Part 8

Hazardous objects

(struck-by, struck-against, caught-in/between)

Contact with objects like falling tools/materials, moving loads, collapsing stacks, or pinch-points is a leading source of serious harm. As mentioned previously, the HSE recorded 18 “struck by moving object” and 14 “struck by moving vehicle” worker fatalities in 2024/25, with contact with moving machinery (13) also prominent. Even small items can be lethal when dropped from a height, underscoring the need for dropped-object controls.

Example cases:


Collapsing wall

A 1.8 m retaining wall collapsed, crushing a 57-year-old employee. HSE found failings in the planning and control of temporary works and the building firm was fined £56,775 and ordered to pay £44,000 in costs .
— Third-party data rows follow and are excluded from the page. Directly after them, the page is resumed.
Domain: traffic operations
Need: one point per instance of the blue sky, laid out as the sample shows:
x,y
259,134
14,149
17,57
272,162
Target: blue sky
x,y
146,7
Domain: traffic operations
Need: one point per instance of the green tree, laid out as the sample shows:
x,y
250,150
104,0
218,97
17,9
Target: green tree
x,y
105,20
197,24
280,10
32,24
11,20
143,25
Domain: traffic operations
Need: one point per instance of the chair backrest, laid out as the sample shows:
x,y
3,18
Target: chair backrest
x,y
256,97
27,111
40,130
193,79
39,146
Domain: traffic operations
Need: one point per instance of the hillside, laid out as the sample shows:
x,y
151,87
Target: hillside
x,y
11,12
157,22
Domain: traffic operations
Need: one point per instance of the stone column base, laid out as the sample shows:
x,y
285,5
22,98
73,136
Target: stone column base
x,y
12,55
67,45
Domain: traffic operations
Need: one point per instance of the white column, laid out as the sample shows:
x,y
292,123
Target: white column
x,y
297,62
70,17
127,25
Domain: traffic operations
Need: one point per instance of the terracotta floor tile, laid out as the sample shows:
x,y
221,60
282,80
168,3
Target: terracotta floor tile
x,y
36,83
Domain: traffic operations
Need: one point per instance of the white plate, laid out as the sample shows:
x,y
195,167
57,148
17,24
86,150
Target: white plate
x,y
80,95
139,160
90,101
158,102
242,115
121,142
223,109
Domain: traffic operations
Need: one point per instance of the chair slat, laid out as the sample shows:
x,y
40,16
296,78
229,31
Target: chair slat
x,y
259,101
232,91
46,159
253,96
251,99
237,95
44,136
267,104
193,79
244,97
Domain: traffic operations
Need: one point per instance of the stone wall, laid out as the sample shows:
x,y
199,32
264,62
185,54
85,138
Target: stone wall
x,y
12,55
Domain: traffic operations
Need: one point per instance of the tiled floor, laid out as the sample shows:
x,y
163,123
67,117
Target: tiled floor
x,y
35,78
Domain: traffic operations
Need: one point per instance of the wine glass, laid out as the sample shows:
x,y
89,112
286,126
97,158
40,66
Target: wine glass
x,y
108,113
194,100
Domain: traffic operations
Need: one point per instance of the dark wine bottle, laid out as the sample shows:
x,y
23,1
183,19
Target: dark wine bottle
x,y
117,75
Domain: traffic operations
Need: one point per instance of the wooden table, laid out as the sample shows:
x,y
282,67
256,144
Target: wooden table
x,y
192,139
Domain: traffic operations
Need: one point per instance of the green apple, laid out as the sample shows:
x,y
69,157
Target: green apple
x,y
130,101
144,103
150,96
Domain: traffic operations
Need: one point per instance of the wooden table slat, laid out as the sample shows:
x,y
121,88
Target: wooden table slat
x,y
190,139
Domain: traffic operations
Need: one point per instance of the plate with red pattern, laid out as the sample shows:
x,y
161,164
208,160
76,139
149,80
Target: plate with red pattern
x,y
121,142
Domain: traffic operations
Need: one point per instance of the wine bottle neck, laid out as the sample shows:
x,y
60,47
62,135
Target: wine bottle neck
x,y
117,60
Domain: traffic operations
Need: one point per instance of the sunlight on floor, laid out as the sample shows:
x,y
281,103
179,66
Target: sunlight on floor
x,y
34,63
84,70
Glass panes falling from lorry

A worker was killed when 17 panes of glass fell from a truck during unloading. Investigators said the job wasn’t properly planned, supervised, or carried out safely. Two firms were fined and a director received a suspended sentence.

Stack collapse

A construction firm was fined over the death of a 33-year-old kitchen fitter, who was crushed at a site when two stacks of concrete blocks fell, pinning him against a lorry loader. The HSE cited unsafe stacking/handling arrangements.

Mitigation strategies:


Complete a risk assessment first: Identify object hazards per task (overhead work, unstable stacks, vehicle interfaces); for solo tasks, decide what must not be done alone and require a buddy/rescue plan. Update when conditions change.

Housekeeping & layout: Keep walkways clear/dry; remove trip hazards; segregate pedestrian routes from vehicle routes; mark drop zones.

Safe storage & stacking: Heavy on lower levels; height limits; use racks, bins, dunnage, and tie-downs; only de-stack from the top; never stand beneath raised loads; control “first-row removal” instability.

Engineering controls: Toeboards, debris nets, canopies; tool tethers at height; barriers/guardrails; forklift load backrests; crane/fork attachments to prevent load shift.

PPE (last line): Hard hats, eye/face protection, safety footwear; task-specific gloves/shin protection. Supplement, don’t substitute, higher-order controls.

Safe practices & training: No work under suspended loads; LOTO and blocking for service/clean-outs; use spotters/signallers around vehicles; secure loads and lift evenly; pre-task dropped-object sweeps.

Lone-worker safeguards: Prohibit solitary high-risk moves (heavy lifts, unstable stacks, cutting supports); scheduled check-ins; radio/GPS/SOS or man-down devices; periodic supervisor verification.